O interesse do apelado em opor embargos infringentes depende do provimento não unânime da apelação, com a necessária modificação do mérito da sentença, independentemente da fundamentação adotada no voto vencido. No caso, trata-se de ação para reparação de danos morais e materiais formulada pelas filhas de vítima de disparo de arma de fogo em shopping center.
A sentença condenou a empresa ré ao pagamento de indenização por dano moral e fixou pensão mensal em favor das autoras, além dos honorários advocatícios.

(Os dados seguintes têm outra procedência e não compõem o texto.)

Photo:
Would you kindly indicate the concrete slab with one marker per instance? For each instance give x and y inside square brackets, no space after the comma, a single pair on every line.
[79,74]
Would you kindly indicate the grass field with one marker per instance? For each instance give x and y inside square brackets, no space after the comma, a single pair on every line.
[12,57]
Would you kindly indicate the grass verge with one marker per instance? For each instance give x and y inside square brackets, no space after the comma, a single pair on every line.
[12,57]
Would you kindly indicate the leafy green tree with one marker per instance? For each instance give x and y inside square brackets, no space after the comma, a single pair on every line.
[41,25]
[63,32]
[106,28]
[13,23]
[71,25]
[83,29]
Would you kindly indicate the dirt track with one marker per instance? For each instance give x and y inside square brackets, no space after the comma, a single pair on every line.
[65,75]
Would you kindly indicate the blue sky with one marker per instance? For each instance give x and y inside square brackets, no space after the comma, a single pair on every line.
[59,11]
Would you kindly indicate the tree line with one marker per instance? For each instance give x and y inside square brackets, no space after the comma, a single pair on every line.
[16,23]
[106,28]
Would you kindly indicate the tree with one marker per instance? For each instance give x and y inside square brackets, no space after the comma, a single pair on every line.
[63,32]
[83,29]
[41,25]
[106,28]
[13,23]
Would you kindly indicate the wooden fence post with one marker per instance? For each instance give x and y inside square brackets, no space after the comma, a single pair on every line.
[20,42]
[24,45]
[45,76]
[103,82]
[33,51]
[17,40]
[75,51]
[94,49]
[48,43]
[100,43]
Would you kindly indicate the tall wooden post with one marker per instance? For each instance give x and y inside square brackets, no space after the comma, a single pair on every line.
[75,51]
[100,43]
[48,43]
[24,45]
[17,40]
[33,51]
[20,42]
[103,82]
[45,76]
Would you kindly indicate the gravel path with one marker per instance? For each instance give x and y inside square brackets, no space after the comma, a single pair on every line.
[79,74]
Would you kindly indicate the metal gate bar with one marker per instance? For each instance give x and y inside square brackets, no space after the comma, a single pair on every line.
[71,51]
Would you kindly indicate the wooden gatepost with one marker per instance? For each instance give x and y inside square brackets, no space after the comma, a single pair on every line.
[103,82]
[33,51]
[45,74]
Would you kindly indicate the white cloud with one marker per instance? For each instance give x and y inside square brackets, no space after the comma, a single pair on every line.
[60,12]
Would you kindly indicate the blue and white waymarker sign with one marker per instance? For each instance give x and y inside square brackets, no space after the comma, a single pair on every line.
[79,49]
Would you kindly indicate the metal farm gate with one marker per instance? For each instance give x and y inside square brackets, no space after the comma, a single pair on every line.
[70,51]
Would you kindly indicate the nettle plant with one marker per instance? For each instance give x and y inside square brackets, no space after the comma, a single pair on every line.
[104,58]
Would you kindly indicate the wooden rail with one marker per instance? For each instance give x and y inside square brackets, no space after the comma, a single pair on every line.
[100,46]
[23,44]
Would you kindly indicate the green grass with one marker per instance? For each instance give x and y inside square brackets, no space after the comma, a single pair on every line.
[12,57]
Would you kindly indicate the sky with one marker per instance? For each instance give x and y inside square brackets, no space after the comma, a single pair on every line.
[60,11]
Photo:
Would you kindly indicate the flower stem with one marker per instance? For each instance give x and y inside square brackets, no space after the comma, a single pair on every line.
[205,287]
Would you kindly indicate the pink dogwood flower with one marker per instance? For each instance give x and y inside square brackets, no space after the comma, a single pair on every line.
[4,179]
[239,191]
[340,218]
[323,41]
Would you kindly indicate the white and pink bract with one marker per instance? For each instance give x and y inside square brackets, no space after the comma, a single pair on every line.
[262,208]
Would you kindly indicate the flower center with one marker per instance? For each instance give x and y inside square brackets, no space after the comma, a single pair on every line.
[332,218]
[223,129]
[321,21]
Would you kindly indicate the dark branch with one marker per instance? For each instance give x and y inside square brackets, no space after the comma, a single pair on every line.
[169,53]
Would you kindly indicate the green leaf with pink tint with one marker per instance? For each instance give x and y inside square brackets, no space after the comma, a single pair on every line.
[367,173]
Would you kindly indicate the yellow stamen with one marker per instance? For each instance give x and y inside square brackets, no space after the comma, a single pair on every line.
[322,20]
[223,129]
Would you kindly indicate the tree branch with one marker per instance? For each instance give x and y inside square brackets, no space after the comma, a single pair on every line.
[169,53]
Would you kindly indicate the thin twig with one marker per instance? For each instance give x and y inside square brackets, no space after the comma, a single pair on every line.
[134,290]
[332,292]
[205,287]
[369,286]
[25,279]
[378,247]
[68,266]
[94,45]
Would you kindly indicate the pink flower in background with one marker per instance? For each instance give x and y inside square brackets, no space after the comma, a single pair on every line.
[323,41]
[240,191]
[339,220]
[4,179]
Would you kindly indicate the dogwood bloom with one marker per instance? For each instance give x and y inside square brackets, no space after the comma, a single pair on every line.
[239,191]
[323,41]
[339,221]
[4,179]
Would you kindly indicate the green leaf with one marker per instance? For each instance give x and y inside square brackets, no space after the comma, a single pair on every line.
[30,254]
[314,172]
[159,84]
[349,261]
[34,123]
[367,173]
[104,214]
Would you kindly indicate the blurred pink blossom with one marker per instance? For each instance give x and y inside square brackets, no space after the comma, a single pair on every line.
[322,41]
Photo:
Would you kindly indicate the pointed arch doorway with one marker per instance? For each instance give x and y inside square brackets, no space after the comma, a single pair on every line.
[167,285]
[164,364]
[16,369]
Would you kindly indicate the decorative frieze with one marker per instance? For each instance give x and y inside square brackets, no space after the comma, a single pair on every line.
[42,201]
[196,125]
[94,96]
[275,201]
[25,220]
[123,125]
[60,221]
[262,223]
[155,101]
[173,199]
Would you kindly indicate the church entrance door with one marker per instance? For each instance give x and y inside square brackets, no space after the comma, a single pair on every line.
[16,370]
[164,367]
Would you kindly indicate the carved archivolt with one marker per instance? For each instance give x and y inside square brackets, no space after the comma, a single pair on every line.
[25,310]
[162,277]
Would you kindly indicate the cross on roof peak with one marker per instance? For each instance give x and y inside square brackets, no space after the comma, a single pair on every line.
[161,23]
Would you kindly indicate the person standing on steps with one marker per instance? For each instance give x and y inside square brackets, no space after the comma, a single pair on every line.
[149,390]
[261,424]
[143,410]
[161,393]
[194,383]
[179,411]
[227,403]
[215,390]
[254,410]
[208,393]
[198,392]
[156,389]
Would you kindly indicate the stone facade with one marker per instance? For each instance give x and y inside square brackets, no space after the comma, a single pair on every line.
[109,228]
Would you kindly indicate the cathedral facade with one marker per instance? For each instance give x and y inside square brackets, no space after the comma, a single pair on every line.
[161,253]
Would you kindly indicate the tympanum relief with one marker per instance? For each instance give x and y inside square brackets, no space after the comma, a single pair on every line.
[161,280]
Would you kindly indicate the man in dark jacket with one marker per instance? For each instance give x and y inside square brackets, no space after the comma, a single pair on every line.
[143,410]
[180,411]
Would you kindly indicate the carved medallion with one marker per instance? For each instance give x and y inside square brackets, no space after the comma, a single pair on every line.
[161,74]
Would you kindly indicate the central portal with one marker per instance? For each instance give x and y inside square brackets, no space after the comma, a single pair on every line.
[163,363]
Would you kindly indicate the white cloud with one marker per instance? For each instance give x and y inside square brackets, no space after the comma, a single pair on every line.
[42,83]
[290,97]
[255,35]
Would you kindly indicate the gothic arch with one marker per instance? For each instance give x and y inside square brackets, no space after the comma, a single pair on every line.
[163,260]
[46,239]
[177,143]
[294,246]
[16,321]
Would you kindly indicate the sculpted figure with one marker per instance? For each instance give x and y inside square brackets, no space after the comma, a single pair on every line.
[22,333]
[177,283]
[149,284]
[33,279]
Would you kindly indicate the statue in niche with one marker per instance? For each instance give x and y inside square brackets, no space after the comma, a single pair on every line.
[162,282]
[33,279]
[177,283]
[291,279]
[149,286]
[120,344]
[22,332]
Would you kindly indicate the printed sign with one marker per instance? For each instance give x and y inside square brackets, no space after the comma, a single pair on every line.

No julgamento das apelações, a sentença foi reformada para diminuir o valor da pensão (pedido formulado pelo shopping center) e aumentar os honorários advocatícios (pedido das autoras).

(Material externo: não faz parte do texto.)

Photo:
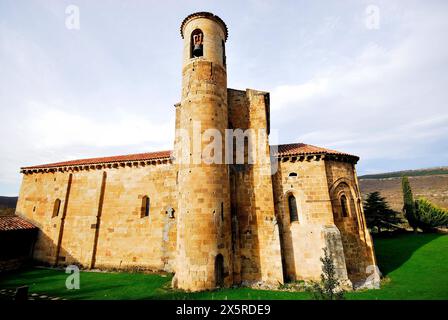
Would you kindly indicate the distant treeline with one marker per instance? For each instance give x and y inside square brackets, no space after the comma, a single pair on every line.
[409,173]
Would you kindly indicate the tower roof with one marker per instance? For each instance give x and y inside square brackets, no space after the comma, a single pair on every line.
[208,15]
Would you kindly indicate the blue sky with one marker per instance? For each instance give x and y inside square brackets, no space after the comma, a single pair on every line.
[109,87]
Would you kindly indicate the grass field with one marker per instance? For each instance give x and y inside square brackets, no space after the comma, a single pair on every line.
[415,266]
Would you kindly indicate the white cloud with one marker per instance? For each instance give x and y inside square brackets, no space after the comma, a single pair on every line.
[55,128]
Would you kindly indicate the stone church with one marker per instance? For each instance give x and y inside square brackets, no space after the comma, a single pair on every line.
[211,224]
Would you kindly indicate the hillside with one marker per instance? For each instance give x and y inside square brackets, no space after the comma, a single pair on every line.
[429,183]
[409,173]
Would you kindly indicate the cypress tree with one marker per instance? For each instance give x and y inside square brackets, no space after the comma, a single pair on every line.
[379,215]
[408,203]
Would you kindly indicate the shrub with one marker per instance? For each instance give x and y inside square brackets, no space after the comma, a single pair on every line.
[329,287]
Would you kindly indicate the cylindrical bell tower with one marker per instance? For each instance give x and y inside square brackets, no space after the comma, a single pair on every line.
[203,225]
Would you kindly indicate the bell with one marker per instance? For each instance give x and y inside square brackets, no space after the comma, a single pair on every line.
[197,50]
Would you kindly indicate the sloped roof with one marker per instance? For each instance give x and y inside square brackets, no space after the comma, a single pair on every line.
[283,150]
[206,15]
[293,149]
[130,157]
[11,223]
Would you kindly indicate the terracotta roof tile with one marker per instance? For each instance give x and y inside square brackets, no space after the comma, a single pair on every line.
[305,149]
[10,223]
[283,150]
[130,157]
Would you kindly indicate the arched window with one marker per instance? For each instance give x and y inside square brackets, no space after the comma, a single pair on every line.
[292,208]
[196,44]
[344,206]
[56,207]
[145,206]
[223,53]
[219,270]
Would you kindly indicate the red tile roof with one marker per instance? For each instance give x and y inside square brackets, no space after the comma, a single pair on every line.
[291,149]
[131,157]
[10,223]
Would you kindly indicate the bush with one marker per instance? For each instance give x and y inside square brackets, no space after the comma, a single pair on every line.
[430,216]
[329,287]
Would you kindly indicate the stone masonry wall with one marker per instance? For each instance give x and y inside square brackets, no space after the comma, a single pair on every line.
[358,245]
[303,240]
[258,245]
[121,238]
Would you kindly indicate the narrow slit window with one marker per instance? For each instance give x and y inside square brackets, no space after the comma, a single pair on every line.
[223,53]
[146,204]
[56,207]
[344,206]
[222,211]
[293,215]
[196,47]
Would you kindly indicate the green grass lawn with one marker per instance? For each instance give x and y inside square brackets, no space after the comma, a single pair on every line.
[416,267]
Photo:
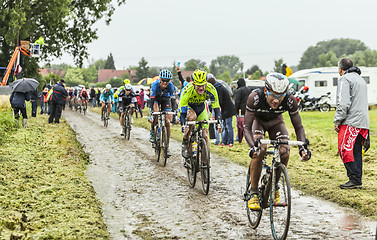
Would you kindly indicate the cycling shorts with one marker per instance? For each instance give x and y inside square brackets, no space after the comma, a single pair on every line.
[202,112]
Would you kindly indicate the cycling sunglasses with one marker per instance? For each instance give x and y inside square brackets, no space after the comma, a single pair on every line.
[276,96]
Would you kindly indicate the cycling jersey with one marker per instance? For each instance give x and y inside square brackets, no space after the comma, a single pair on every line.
[107,96]
[191,99]
[157,92]
[260,117]
[127,99]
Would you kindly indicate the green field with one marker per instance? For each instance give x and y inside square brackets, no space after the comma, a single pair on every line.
[44,192]
[322,175]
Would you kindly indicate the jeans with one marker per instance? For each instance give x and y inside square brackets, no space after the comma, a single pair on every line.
[227,134]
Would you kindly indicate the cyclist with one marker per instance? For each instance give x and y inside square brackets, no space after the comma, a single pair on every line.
[128,99]
[107,97]
[264,110]
[161,92]
[84,97]
[194,108]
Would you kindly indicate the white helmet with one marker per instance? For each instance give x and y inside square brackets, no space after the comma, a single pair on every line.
[277,82]
[128,86]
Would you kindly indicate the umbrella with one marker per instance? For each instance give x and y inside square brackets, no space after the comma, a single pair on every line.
[145,81]
[24,85]
[292,80]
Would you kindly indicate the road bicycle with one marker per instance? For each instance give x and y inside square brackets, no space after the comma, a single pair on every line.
[269,187]
[198,157]
[127,123]
[106,116]
[161,141]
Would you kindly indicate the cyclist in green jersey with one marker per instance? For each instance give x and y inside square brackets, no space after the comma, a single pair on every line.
[193,105]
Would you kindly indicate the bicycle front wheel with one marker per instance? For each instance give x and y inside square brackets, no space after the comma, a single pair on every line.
[280,203]
[191,168]
[164,145]
[204,158]
[253,216]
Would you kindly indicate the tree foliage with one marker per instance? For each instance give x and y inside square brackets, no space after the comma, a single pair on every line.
[230,63]
[340,47]
[194,64]
[142,70]
[109,64]
[66,25]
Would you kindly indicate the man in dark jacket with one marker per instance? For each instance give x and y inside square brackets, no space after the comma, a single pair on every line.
[227,111]
[17,100]
[57,102]
[242,94]
[34,102]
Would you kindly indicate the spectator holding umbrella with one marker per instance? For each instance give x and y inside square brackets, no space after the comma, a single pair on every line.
[59,96]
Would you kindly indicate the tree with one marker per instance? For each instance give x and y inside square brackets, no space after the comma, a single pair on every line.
[74,77]
[109,64]
[327,60]
[193,64]
[66,25]
[225,76]
[142,70]
[230,63]
[253,69]
[339,47]
[278,64]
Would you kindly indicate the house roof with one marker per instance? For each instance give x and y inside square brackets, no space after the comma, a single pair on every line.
[105,74]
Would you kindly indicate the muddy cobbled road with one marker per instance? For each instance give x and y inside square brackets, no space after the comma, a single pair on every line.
[144,200]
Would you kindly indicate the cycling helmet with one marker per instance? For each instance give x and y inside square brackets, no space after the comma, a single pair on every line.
[199,77]
[128,86]
[166,74]
[277,82]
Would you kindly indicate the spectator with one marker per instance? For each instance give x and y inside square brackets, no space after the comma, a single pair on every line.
[242,93]
[92,95]
[58,100]
[351,121]
[17,100]
[34,102]
[227,111]
[44,103]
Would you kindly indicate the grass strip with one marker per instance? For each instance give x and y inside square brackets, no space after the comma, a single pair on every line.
[322,175]
[44,192]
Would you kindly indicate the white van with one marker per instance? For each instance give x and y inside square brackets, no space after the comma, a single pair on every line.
[323,80]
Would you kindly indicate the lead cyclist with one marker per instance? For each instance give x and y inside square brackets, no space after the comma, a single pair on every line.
[264,110]
[193,107]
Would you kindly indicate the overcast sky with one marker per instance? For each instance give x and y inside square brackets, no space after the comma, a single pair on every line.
[259,32]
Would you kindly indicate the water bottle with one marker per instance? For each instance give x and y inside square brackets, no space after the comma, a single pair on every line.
[194,147]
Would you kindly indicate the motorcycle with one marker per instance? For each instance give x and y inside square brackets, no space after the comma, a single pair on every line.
[305,103]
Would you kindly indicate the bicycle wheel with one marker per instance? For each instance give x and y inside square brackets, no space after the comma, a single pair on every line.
[204,157]
[280,212]
[191,168]
[164,145]
[253,216]
[157,143]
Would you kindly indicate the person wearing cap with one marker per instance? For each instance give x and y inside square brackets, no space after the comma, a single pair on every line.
[58,98]
[107,97]
[264,109]
[128,100]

Após esse julgamento, foram interpostos recursos especiais por ambas as partes.
Em julgamento monocrático, o recurso especial das autoras da ação não foi conhecido ao argumento de que a modificação do valor da pensão demandaria revolvimento de matéria de fato, inviável na instância especial (enunciado da Súm. n. 7/STJ).
Já o recurso da empresa ré não foi conhecido por não ter exaurido a instância de origem (enunciado da Súm. n. 281/STF), pois não foram opostos embargos infringentes.
A empresa opôs embargos de declaração da decisão monocrática de não conhecimento do recurso especial e estes foram recebidos pelo Min. Relator como agravo regimental, ao qual negava provimento.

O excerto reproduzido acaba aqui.